Bild: Gebäude in Khan Younis, zerstört durch israelische Luftangriffe am 15. …
taz: Herr Lucks, [1][Israel blockiert Hilfslieferungen nach Gaza] und
Benjamin Netanjahu hat eine weitere Offensive angekündigt. Wie viel
schlimmer kann die Lage für die Menschen dort noch werden?
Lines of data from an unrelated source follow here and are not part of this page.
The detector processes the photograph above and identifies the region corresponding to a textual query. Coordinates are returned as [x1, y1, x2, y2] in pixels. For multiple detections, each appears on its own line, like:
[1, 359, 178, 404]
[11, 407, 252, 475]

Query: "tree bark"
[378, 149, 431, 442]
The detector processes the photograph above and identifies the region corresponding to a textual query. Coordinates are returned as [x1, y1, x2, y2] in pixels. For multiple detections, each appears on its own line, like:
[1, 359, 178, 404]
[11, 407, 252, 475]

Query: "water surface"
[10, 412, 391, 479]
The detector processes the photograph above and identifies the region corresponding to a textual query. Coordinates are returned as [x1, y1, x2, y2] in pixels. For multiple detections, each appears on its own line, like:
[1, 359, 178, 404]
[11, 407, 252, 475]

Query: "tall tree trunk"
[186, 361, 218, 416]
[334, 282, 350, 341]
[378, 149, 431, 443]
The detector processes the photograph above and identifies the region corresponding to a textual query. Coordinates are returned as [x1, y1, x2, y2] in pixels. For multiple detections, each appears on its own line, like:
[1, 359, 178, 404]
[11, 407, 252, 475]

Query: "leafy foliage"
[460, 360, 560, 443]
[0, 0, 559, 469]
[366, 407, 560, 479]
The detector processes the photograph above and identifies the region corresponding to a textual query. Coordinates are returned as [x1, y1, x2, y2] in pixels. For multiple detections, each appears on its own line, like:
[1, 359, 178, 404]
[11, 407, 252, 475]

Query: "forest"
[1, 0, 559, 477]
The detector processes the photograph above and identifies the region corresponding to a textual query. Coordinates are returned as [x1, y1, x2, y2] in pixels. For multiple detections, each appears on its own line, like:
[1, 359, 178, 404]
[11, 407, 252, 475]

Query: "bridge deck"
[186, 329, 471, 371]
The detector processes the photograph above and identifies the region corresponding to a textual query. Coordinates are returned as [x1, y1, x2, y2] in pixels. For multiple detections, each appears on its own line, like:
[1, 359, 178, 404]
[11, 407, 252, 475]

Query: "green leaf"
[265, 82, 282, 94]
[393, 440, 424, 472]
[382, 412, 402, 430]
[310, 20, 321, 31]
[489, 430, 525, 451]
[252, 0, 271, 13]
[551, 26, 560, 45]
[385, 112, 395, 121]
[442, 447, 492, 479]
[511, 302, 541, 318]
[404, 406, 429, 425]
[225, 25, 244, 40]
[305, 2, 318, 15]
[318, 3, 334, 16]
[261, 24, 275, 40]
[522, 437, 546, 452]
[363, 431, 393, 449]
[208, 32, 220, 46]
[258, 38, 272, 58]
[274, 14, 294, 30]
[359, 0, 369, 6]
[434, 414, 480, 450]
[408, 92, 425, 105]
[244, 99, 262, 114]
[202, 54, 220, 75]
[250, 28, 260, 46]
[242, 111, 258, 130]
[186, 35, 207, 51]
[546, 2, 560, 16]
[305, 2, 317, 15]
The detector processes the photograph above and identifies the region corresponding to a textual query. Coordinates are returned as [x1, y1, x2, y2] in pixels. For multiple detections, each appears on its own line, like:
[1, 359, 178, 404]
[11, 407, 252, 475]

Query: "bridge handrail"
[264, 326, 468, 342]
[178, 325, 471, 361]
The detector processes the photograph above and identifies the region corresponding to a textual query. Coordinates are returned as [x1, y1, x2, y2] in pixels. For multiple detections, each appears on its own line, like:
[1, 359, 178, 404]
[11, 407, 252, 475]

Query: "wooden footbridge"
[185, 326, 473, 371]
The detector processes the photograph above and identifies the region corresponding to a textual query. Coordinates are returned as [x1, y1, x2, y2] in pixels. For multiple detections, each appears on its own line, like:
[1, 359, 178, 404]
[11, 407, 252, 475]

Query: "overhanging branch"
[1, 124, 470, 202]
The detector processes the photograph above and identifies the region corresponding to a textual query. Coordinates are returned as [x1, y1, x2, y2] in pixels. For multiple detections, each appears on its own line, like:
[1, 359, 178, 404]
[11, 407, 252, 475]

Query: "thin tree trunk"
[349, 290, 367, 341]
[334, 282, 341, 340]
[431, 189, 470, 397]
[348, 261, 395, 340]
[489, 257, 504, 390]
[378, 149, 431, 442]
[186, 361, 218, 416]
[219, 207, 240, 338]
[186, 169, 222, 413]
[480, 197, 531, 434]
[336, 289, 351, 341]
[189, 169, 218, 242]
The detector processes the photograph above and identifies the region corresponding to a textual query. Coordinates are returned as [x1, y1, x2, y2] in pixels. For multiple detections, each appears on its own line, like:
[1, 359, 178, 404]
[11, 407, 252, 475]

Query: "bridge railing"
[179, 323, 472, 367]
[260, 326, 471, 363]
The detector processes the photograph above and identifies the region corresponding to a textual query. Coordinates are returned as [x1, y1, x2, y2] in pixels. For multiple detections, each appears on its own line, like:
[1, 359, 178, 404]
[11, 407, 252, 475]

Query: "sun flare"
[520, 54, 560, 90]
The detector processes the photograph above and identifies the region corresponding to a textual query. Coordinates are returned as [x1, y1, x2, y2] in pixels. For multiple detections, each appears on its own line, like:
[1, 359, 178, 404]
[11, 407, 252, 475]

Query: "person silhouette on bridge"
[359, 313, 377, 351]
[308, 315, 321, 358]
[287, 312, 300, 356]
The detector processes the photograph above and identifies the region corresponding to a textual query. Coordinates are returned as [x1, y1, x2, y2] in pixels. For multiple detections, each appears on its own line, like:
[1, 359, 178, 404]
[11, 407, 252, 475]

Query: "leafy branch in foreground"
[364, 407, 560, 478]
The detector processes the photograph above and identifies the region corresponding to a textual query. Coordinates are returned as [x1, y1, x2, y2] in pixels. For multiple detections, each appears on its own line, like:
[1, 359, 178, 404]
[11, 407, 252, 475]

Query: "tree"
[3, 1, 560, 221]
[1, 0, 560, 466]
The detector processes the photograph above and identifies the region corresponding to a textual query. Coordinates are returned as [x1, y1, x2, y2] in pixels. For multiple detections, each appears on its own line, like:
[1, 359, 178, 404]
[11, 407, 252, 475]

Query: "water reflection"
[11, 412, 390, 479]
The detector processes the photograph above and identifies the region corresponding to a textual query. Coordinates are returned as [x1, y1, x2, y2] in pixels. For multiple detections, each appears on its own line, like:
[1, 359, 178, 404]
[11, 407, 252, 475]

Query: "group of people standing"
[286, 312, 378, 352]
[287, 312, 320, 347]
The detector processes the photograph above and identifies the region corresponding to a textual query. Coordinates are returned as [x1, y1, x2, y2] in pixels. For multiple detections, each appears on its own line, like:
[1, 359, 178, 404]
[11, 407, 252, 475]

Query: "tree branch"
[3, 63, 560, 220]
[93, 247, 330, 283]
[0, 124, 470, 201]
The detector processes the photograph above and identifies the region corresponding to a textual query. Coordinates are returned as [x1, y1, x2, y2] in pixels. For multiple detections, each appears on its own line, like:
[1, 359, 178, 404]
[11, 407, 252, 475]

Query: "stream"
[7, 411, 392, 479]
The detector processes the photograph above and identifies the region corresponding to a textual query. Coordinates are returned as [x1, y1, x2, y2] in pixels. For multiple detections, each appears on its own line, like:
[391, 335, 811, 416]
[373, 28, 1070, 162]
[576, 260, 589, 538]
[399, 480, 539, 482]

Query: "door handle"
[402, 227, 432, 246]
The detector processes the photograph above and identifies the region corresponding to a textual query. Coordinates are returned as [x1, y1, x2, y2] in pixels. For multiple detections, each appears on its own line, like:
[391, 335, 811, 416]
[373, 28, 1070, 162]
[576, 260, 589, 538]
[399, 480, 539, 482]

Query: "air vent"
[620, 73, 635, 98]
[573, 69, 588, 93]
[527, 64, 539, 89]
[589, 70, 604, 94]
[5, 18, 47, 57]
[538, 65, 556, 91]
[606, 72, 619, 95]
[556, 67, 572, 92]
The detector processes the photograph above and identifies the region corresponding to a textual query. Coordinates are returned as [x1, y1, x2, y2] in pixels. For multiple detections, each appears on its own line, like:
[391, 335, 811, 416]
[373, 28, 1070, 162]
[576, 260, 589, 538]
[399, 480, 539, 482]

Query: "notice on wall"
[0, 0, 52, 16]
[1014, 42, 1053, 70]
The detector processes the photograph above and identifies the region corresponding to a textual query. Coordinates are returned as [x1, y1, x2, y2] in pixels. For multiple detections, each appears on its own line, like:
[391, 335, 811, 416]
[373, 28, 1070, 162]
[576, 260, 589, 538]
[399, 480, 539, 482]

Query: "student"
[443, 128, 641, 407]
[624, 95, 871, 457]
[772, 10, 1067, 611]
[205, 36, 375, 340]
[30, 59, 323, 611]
Max Lucks: Die Lage verschlimmert sich mit jedem Tag der humanitären
Blockade. Die neue Offensive bedeutet sehr wahrscheinlich
Menschenrechtsverbrechen, erneute zivile Opfer, Vertreibung und auch den
Tod vieler Geiseln. Netanjahu schließt mit der Offensive die Tür für eine
politische Lösung. Er zeigt, dass er seinen Krieg nur noch führt, um sein
politisches Überleben zu sichern – auf dem Rücken der Menschen in Gaza und
der Sicherheit Israels.
taz: Der Nothilfekoordinator der UN warnte in dieser Woche vor einem
drohenden Völkermord. Schließen Sie sich dieser Bewertung mittlerweile an?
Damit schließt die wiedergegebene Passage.